Selig am SeeZürich

© max.de

Dafür ist diese Stadt einst erfunden worden: nicht für ihre nebligen Novembertage oder für die endlosen Februarnächte, sondern für den Sommer, der, wenn wir Glück haben, von Mai bis Ende September dauert.

Da macht es dann plötzlich Sinn, dass der See so zentral liegt und von wunderschön altmodischen Badeanstalten umrahmt ist. Man beginnt den Tag mit einem Bath and Breakfast (den besten Milchkaffee gibt es in der Badi Enge), verabredet sich zur Lunchzeit auf einen Swim (plötzlich wieder total angesagt: die Frauenbadi an der Limmat) und lässt den Tag ausklingen mit einem gespritzten Weißwein (schönster Sonnenuntergang: im Utoquai im Seefeld an der Goldküste).

Logischerweise orientieren wir uns in Zürich auch am Wochenende rund ums Wasser. Eine Freundin hat im letzten Winter extra einen Crawlkurs belegt, um ordentlich Eindruck machen zu können. Eine Kollegin rudert regelmäßig im Achter über den See und gleich zwei Freunde besitzen ein Boesch-Boot (die Old-School-Variante des mediterranen Mahagoni-Flitzers der Marke Riva), mit dem man übers Wasser brummt, um an einsamen Ufern zu picknicken.
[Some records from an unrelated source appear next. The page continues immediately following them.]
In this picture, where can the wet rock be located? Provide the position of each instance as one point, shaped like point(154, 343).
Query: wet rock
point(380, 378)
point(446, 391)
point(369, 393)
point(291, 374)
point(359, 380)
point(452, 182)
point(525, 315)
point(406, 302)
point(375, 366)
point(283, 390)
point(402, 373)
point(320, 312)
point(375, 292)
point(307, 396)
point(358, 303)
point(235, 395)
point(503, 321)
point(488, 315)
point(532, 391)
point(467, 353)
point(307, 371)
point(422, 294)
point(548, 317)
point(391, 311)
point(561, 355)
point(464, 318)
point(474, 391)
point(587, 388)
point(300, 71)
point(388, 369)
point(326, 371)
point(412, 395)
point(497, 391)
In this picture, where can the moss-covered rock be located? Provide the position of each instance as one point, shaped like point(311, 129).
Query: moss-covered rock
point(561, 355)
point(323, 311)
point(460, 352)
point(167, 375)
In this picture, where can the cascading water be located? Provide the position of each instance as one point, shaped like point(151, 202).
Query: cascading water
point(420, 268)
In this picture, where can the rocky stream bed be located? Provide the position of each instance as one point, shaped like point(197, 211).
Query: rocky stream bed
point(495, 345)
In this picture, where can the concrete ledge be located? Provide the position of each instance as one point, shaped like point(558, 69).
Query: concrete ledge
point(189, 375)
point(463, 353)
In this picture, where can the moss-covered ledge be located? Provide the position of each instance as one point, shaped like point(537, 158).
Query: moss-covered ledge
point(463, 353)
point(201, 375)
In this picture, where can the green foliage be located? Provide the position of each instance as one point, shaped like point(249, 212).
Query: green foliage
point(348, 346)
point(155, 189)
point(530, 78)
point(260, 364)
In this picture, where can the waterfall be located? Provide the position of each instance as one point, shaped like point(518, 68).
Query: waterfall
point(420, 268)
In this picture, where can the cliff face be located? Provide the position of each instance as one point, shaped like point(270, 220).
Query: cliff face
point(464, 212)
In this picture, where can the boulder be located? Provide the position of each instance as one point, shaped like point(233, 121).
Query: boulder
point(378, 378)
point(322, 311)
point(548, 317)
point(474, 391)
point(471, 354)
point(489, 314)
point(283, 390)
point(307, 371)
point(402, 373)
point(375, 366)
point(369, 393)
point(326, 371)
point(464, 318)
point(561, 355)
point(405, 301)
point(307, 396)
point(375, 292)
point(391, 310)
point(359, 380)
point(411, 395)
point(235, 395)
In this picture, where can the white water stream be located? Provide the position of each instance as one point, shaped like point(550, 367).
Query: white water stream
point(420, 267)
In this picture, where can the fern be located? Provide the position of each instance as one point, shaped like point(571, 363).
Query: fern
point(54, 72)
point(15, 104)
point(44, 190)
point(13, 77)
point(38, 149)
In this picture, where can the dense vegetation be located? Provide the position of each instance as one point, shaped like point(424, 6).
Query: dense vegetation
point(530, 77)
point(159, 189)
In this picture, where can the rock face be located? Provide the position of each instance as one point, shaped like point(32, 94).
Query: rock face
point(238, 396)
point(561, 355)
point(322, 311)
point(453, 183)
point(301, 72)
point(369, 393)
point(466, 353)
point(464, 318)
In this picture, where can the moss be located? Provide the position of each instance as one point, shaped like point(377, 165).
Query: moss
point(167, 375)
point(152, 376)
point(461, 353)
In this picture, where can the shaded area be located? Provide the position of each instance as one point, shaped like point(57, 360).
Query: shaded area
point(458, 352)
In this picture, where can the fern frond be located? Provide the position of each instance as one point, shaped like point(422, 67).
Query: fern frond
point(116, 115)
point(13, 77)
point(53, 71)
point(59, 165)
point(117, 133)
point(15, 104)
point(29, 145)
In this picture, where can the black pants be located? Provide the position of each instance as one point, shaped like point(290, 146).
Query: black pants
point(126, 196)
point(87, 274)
An den wirklich heißen Tagen gehe ich am liebsten im Buech essen, einem Gasthof hoch am Berg mit einer Fernsicht zum Niederknien – oder im Garten vom Tre Fratelli mitten in der Stadt. Nur am Sonntag lungern wir alle mit unseren Zeitungen in der Seerose herum. Dessen Restaurantterrasse ist dank Wolldecken und Heizstrahlern zwar auch winterfest, aber im Sommer mag man sich gar nicht mehr trennen: vom späten Frühstück über den Mittagssnack (Wienerli!) bis hin zum ersten Cüpli (Champagner!) am Nachmittag. Um dann entspannt nach Hause zu schwimmen …


Lisa Feldmann ist Chefredakteurin der Schweizer Frauenzeitschrift annabelle und sieht von ihrer Wohnung direkt auf den See.

Ihre Tipps:
Seebad Enge. Mythenquai/Arboretum. Frauenbad Stadthausquai.
Seebad Utoquai. Tre Fratelli Nordstrasse 182.